Harbor Lady
Bless you for the marvelous thoughts you expressed so very well, far better than many clergymen. IMO, you are ideally suited to be a member of the clergy; and it's truly a shame that virtually all religions ban women from the collar. Your thoughts are whole and your view of humanity is that of understanding the nature of humans while steadily steering a course to a higher ethic. That is exactly what we need, always have, and need now more than ever. AFAIC, the best clergy (and nurses, and teachers) are the "good mom" types, they innately know how to empathize with the hurting, yet have the facility for guiding people to do the right thing. Men are too judgmental, too quick to swing the sword instead of extending a gentle hand. This Pope, by standing against the use of condoms in the African AIDS epidemic, has swung a sword of judgment on those illiterate masses.
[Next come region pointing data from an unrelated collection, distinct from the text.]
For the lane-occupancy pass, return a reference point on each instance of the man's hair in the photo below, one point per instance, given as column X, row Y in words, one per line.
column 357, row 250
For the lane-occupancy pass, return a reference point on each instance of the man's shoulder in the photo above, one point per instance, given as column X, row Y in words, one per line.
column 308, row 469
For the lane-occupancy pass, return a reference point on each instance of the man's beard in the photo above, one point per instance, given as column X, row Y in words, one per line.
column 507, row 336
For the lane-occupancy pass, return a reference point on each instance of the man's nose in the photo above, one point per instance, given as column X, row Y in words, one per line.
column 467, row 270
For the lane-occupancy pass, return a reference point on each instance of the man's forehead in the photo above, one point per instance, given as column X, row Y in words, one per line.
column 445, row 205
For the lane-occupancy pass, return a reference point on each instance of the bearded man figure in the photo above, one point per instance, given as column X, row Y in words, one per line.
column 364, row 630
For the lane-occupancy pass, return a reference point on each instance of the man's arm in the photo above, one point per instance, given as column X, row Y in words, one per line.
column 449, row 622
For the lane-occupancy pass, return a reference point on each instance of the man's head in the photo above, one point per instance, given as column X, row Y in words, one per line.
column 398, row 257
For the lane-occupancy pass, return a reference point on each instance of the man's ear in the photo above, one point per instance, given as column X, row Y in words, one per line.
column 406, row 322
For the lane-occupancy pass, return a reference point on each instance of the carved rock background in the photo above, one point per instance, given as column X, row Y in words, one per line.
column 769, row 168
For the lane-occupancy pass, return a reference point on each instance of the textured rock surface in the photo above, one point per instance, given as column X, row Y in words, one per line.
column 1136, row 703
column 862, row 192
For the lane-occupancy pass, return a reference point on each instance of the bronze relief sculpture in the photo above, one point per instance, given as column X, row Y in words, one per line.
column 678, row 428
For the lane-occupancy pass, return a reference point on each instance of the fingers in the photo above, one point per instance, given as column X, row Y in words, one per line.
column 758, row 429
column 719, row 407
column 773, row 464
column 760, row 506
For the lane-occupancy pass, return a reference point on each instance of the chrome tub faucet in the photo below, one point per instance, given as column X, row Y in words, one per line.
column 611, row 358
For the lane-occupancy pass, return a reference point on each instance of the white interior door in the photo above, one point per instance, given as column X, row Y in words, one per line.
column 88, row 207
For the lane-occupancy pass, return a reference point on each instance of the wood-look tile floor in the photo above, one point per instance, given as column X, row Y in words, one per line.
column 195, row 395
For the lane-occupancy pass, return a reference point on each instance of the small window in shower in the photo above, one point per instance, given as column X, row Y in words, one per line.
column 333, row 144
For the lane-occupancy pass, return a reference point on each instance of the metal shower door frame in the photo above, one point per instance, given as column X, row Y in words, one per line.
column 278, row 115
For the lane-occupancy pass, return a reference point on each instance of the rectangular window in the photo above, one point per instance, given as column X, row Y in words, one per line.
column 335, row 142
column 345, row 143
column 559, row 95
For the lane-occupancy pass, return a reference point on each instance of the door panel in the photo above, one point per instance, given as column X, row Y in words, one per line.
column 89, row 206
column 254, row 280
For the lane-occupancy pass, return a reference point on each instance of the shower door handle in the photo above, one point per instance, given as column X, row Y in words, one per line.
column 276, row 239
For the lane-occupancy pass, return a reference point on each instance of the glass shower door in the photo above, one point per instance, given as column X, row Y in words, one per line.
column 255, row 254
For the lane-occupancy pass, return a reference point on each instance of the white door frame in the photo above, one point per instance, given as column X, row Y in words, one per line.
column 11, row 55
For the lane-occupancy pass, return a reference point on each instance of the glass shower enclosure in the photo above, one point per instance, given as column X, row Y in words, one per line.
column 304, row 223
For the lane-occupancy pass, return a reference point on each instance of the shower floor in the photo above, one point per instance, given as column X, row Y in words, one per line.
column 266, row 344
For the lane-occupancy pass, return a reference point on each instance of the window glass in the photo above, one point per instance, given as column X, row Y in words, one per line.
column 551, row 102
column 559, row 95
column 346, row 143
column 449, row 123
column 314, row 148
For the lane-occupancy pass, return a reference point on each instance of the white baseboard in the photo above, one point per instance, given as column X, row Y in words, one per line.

I agree with you about being embarrassed. I'm embarrassed that when the world thinks of America, in the context of religion, they think of clowns like Jerry Falwell, Pat Robertson, Jesse Jackson, James Dobson, Rev Ted, Jimmy Swaggart, Tammy Faye and Jim Bakker, Al Sharpton, Robert Tilton, et al, ad nauseum. The only good one, ever, was Billy Graham, whom I supported for years before I threw in the towel and let go of all religion.
I wish this Pope saw the horrible AIDS crisis in Africa as a golden opportunity to get sensible about birth control. He is one of the few persons who plays on a worldwide stage. He could have crafted a statement to at least allow the use of condoms and birth control within the context of married couples in that educated, developed world of which you spoke. Then he extends use of condoms for persons in the epidemic areas as a humanitarian gesture, not that it pleases the church, but he'd say that adherence to doctrine must wait as he leads the urgent moral imperative to slow or halt the overwhelming suffering now seen.